Frequencies are specified by the freqs1 and freqs2 arguments,
results <- is_random(S = global_indices$'YAHOO/INDEX_SML',
a = 0.99, # To get a 99% confident result
freqs1 = c(1, 2, 3, 4, 5, 6, 7, 8, 9, 10),
freqs2 = c("Mon", "Tue", "Wed", "Thu", "Fri", "Week", "Month"))

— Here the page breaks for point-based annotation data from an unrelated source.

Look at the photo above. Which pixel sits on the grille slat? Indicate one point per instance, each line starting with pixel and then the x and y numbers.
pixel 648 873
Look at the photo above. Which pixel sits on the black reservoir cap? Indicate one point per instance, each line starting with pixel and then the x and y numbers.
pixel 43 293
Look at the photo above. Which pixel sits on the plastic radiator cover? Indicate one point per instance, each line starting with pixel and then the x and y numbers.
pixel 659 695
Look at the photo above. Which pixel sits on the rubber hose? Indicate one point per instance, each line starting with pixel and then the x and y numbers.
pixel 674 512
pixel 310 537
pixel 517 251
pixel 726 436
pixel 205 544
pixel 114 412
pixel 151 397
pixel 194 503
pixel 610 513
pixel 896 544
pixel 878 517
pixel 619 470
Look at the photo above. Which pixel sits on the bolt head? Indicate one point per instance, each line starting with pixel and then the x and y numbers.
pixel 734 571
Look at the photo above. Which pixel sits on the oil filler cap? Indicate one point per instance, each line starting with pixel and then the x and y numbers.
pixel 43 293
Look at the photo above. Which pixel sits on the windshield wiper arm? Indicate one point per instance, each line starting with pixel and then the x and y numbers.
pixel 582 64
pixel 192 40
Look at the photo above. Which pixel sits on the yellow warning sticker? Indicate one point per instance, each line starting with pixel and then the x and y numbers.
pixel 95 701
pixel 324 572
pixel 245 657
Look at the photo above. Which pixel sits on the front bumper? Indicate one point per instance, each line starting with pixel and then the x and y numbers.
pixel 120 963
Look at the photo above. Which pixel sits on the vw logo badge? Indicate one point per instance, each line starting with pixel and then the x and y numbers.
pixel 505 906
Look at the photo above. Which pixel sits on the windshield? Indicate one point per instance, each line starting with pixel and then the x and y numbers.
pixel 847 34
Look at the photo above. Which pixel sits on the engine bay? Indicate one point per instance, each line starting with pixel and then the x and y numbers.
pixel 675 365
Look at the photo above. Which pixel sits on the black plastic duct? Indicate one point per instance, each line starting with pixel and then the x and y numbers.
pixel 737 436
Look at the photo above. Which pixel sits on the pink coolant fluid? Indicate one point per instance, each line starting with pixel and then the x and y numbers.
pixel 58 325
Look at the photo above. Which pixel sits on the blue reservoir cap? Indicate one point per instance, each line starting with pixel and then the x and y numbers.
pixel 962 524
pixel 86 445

|======================================================================| 100%
You can now view the results (a data.frame object) or plot some interesting statistics
head(results, 30)
Test_Name | Frequency | Sample_Size | Statistic | Two_sided_p | Z_Score | Non_Random |
---|---|---|---|---|---|---|
Independent Runs | (t-1 to t) | 7031 | 3222.000000 | 0.000000 | -6.401018 | TRUE |
Durbin-Watson | (t-1 to t) | 7031 | 2.000085 | 0.997102 | 2.759057 | TRUE |
Ljung-Box | (t-1 to t) | 7031 | 40.018562 | 0.000451 | -3.319694 | TRUE |
Breusch-Godfrey | (t-1 to t) | 7031 | 1.493007 | 0.221750 | -0.766295 | FALSE |
Bartell Rank | (t-1 to t) | 7031 | -4.581588 | 0.000005 | -4.434487 | TRUE |
Variance-Ratio LoMac | (t-1 to t) | 7031 | 0.524304 | 0.612558 | 0.285993 | FALSE |
Independent Runs | (t-2 to t) | 3515 | 1615.000000 | 0.000025 | -4.056609 | TRUE |
Durbin-Watson | (t-2 to t) | 3515 | 1.999914 | 0.997877 | 2.859250 | TRUE |
Ljung-Box | (t-2 to t) | 3515 | 35.686137 | 0.001962 | -2.884263 | TRUE |
Breusch-Godfrey | (t-2 to t) | 3515 | 0.002772 | 0.958014 | 1.728094 | FALSE |
Bartell Rank | (t-2 to t) | 3515 | -1.561292 | 0.118455 | -1.182746 | FALSE |
Variance-Ratio LoMac | (t-2 to t) | 3515 | -0.298505 | 0.427464 | -0.182833 | FALSE |
Independent Runs | (t-3 to t) | 2343 | 1107.000000 | 0.034269 | -1.821457 | FALSE |
Durbin-Watson | (t-3 to t) | 2343 | 2.000828 | 0.983218 | 2.125265 | FALSE |
Ljung-Box | (t-3 to t) | 2343 | 36.372465 | 0.001562 | -2.955341 | TRUE |
Breusch-Godfrey | (t-3 to t) | 2343 | 1.496615 | 0.221193 | -0.768171 | FALSE |
Bartell Rank | (t-3 to t) | 2343 | 0.044739 | 0.964315 | 1.803117 | FALSE |
Variance-Ratio LoMac | (t-3 to t) | 2343 | 2.593742 | 0.889218 | 1.222378 | FALSE |
Independent Runs | (t-4 to t) | 1757 | 861.000000 | 0.467113 | -0.082529 | FALSE |
Durbin-Watson | (t-4 to t) | 1757 | 1.993175 | 0.886997 | 1.210711 | FALSE |
Ljung-Box | (t-4 to t) | 1757 | 18.857366 | 0.220270 | -0.771281 | FALSE |
Breusch-Godfrey | (t-4 to t) | 1757 | 0.064177 | 0.800012 | 0.841665 | FALSE |
Bartell Rank | (t-4 to t) | 1757 | 1.664227 | 0.096067 | -1.304292 | FALSE |
Variance-Ratio LoMac | (t-4 to t) | 1757 | 2.066387 | 0.898717 | 1.274274 | FALSE |
Independent Runs | (t-5 to t) | 1406 | 713.000000 | 0.905517 | 1.313647 | FALSE |
Durbin-Watson | (t-5 to t) | 1406 | 1.995872 | 0.938608 | 1.543194 | FALSE |
Ljung-Box | (t-5 to t) | 1406 | 14.701537 | 0.473122 | -0.067424 | FALSE |
Breusch-Godfrey | (t-5 to t) | 1406 | 0.446644 | 0.503933 | 0.009859 | FALSE |
Bartell Rank | (t-5 to t) | 1406 | 1.576687 | 0.114868 | -1.201041 | FALSE |
Variance-Ratio LoMac | (t-5 to t) | 1406 | 0.509927 | 0.623519 | 0.314736 | FALSE |
plot_results(results)
In the two graphs above we can see that there are a large number of non-random results at the $t-1$ to $t$, and $t-2$ to $t$ frequencies.
This might imply that the selected market, the small cap index of the S&P 500, is non-random at those frequencies. When we look at the second graph we see that most of the results were produced by the Ljung-Box and Durbin-Watson statistical tests which implies that there might exist some serial correlations in the data which are significantly different from zero. These tests do not tell us how economically significant the serial correlations are nor does it tell us where in the data these serial correlations were observed. These questions are best left to the entrepid quant trader to answer.